Whether you like it or not, rim brakes are becoming an endangered species. About 83% of the road bikes on the market came with disc brakes in 2021.
I’ve been using both types of brakes, and to be honest, I didn’t like disc brakes when they started to appear on road bikes. But, once I tried them, I changed my opinion.
Below, you learn how they work, their pros & cons, how to choose between disc and rim brakes, and more.
Let’s dive in.
How Do the Disc Brakes Work?
Disc brakes apply the braking performance to the rotor (disc). They work just like the brakes we know from cars, motorbikes, etc.
There are two basic types of disc brakes:
- Mechanical disc brakes
- Hydraulic disc brakes
Mechanical disc brakes use steel cables, while hydraulic disc brakes use a sealed fluid system for applying the braking performance.
The mechanical ones are more affordable but less efficient because of the friction between the steel cables and bowdens. They also require more often maintenance (replacing the steel cables).
Hydraulic brakes are more efficient but more expensive. But, on the other hand, they don’t require so frequent maintenance.
How Do the Rim Brakes Work?
Rim brakes apply the braking performance to the wheels’ rim. They use steel cable routed from the brake lever to the brake to control the braking performance (like mechanical disc brakes).
They require more frequent maintenance (replacing the brake pads and cables) and are less efficient, especially in wet conditions, than disc brakes.
Pros & Cons of the Disc and Rim Brakes
The following table shows the pros and cons of the disc and rim brakes. I will explain them more in detail below.
|Disc Brake||• Much better braking performance|
• Less frequent maintenance (hydraulic disc brakes)
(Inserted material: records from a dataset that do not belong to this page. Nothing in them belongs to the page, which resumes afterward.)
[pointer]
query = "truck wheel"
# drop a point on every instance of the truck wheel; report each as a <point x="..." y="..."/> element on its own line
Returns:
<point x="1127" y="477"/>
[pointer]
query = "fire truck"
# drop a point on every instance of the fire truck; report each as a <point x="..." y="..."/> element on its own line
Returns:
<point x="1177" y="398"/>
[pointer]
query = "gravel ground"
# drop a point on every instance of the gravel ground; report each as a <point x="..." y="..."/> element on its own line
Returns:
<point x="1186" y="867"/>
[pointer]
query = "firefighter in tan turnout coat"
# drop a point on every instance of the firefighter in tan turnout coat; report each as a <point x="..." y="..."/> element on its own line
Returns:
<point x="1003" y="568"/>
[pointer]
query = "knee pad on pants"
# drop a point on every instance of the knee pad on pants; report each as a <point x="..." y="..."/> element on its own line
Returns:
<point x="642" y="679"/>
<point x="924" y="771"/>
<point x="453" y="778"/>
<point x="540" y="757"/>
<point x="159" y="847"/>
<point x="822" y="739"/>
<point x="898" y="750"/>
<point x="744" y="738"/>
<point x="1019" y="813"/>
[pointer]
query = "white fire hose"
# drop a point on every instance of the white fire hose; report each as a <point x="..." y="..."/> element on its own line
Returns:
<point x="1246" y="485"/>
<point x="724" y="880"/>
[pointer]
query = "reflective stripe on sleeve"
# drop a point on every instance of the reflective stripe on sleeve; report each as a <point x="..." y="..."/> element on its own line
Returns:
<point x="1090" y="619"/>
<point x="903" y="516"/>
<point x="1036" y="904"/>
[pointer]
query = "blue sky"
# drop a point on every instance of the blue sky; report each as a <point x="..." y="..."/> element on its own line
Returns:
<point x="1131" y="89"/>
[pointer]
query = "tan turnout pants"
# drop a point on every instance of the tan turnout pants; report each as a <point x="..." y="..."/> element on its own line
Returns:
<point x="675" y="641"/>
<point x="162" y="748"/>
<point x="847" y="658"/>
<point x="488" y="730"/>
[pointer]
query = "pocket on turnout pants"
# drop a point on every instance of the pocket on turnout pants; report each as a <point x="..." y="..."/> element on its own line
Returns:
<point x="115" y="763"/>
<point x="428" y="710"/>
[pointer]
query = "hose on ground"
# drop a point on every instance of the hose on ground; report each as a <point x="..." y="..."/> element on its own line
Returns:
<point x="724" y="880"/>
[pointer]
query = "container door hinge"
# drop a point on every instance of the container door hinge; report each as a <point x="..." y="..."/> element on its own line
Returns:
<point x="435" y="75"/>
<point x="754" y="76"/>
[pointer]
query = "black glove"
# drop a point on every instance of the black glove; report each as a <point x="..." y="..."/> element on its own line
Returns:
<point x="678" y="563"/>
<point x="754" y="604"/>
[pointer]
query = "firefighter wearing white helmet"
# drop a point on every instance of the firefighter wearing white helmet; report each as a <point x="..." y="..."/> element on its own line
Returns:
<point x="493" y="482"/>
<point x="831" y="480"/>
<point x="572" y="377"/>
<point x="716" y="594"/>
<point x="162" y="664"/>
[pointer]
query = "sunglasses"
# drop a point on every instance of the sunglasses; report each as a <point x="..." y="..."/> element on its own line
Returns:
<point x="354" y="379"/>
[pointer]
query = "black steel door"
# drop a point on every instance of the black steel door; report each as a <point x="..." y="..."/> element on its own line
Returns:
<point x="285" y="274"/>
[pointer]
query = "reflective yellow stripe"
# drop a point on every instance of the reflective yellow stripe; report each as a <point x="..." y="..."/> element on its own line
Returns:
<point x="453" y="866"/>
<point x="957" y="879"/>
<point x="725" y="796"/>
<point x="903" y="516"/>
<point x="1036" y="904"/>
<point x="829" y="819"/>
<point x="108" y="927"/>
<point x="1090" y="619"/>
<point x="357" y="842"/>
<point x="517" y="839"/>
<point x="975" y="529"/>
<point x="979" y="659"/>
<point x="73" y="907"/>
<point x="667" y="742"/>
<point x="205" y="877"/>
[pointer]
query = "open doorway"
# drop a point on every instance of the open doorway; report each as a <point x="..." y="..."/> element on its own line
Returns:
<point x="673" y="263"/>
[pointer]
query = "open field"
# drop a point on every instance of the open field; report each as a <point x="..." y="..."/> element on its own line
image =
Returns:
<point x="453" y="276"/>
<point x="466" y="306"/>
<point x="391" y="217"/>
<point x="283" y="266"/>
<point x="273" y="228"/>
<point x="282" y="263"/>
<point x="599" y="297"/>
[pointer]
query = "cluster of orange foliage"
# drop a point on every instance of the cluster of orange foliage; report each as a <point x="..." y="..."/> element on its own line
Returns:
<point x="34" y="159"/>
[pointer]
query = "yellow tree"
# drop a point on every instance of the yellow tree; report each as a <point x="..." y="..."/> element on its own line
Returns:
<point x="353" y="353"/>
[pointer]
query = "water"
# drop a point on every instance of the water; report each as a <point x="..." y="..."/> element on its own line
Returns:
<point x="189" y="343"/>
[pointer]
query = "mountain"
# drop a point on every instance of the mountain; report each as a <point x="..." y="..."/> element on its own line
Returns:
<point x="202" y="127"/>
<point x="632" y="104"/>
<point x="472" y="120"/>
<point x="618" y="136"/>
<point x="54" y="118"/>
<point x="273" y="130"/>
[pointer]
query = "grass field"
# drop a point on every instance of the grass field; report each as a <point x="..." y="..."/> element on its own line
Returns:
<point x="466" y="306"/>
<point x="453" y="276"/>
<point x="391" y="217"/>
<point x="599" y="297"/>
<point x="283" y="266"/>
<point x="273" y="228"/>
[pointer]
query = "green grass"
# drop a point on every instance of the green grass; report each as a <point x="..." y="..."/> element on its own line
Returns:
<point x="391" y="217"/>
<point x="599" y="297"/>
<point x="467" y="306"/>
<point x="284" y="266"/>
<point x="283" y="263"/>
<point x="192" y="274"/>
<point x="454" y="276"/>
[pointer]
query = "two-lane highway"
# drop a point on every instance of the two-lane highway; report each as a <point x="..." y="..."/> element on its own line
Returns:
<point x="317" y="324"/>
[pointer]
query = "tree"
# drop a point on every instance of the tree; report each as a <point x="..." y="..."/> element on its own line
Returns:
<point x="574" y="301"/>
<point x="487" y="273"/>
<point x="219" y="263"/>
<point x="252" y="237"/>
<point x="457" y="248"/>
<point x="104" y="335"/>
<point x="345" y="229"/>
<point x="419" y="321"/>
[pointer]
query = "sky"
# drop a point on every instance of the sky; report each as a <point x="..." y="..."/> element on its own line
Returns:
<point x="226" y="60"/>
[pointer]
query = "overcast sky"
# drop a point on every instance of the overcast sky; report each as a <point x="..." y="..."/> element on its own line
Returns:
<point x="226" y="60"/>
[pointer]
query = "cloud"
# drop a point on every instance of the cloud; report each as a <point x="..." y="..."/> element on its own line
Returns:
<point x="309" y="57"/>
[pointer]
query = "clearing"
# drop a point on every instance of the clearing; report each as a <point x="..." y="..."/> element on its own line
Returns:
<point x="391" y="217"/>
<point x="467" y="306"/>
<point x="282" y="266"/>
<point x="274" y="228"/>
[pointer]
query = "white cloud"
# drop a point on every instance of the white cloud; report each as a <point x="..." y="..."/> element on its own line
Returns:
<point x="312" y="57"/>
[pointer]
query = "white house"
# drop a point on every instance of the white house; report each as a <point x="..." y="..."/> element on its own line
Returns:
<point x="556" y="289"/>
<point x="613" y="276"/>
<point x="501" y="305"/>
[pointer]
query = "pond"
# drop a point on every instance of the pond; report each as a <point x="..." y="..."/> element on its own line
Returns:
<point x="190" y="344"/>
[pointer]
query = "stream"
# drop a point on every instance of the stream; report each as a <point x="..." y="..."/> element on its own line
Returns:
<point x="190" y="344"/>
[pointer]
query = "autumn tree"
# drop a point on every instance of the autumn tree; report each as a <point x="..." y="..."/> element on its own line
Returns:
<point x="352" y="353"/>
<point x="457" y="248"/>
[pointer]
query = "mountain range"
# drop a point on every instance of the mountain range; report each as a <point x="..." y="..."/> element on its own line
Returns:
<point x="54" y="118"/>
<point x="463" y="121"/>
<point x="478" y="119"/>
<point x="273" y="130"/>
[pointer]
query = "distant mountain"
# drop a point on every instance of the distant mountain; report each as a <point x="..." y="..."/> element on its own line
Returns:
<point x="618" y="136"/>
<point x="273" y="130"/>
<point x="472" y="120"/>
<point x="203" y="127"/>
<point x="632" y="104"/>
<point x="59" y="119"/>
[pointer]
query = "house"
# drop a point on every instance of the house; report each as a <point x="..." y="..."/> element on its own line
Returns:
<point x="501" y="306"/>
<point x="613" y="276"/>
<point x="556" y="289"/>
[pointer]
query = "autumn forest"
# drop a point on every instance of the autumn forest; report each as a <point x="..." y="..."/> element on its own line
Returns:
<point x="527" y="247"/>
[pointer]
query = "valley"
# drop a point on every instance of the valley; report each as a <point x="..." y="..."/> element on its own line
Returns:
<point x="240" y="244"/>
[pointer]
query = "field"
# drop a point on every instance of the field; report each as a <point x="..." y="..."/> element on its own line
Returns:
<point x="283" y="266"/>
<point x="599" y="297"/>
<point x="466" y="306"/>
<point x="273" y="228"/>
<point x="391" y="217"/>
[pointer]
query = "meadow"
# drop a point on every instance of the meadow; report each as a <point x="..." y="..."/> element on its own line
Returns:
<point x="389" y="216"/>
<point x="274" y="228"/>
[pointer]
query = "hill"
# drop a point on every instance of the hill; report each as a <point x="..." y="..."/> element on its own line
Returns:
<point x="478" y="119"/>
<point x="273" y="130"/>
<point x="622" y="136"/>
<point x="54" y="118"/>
• Wheels use through-axles that better keep the wheel in place
|• Higher price
• Higher weight
• More complicated maintenance
• Different wheels may require adjusting the brake to avoid rubbing
• Through-axles take longer to remove than quick-release axles
|Rim Brake||• Lower weight|
• More affordable
• Easier maintenance
|• Worse braking performance
• Frequent maintenance (brake pads and braking cables replacements)
• Wear out rims (especially true for carbon wheels)
The braking performance is the most important feature of brakes. In this respect, disc brakes have the edge over rim brakes.
This is because they are not affected as much by natural elements. So you can rely on them in the rain, in the mud, or on long descents.
Rim brakes are more prone to elements. Especially if you use carbon wheels with poor-quality brake pads.
One of the next differences between rim and disc brakes is how they “dispense” the braking force.
While disc brakes are very consistent, rim brakes are not. This behavior is very difficult to describe. Therefore, I recommend that you try both types of brakes for yourself.
Disc brakes also don’t require applying as much force on the brake levers as rim brakes.
Disc brakes have a weight penalty that varies depending on the brake type but is about 500g.
Many road cyclists raise their fingers and point at this downside. But let’s be honest, how many of us frequently ride in high mountains to notice the difference?
When disc brakes started to appear on road bikes (mountain bikes used them much sooner), I was strongly against them. I didn’t like their aesthetics.
But they started to grow on me. They also allow easier integration of internal cables. So today’s road bikes look much cleaner.
Which brakes do you like more aesthetically? Let me know in the comments below.
Rim and disc wheels are incompatible because rim wheels use quick-release skewers, while disc wheels use through-axles. Through-axles come in many standards, so this brings compatibility issues.
So, you have to buy a dedicated rim or disc brake wheels with Centerlock or a six-bolt interface where you attach the rotor.
Additionally, due to different places where the braking force is applied, disc brake bikes and wheels require different construction and reinforcement of some parts to handle the stresses.
Remember, rim brakes can wear out the braking surface of carbon rims in extreme cases.
Disc brakes also allow using wheels with wider tires. That’s also one of the reasons they are so popular among mountain, gravel, or cyclocross.
Rim brakes are known for their simplicity. You don’t have to be a pro mechanic to maintain them or replace the braking pads.
Probably the biggest issue riders encounter with disc brakes is rubbing their rotor against the braking pads, which causes unpleasant noise.
However, 90% of the time, you can easily fix it using the technique in the following video.
The maintenance “difficulty” of disc brakes is with hydraulic brakes. They use a sealed fluid system that requires bleeding every 2-3 years.
It is a more complicated process than just replacing the cables. So, if you are unsure, feel free to visit your local mechanic.
Disc vs. Rim Brakes FAQ
Disc vs. Rim Brakes Conclusion
The difference between disc and rim brakes is that disc brakes use a rotor (disc) while rim brakes use wheels’ rims to apply the braking force.
Disc brakes provide better stopping power, especially in wet and muddy conditions. But they are more expensive and heavier than rim brakes.
After using both brake types, I prefer disc brakes on my road bike for the braking performance and aesthetics (less visible cables).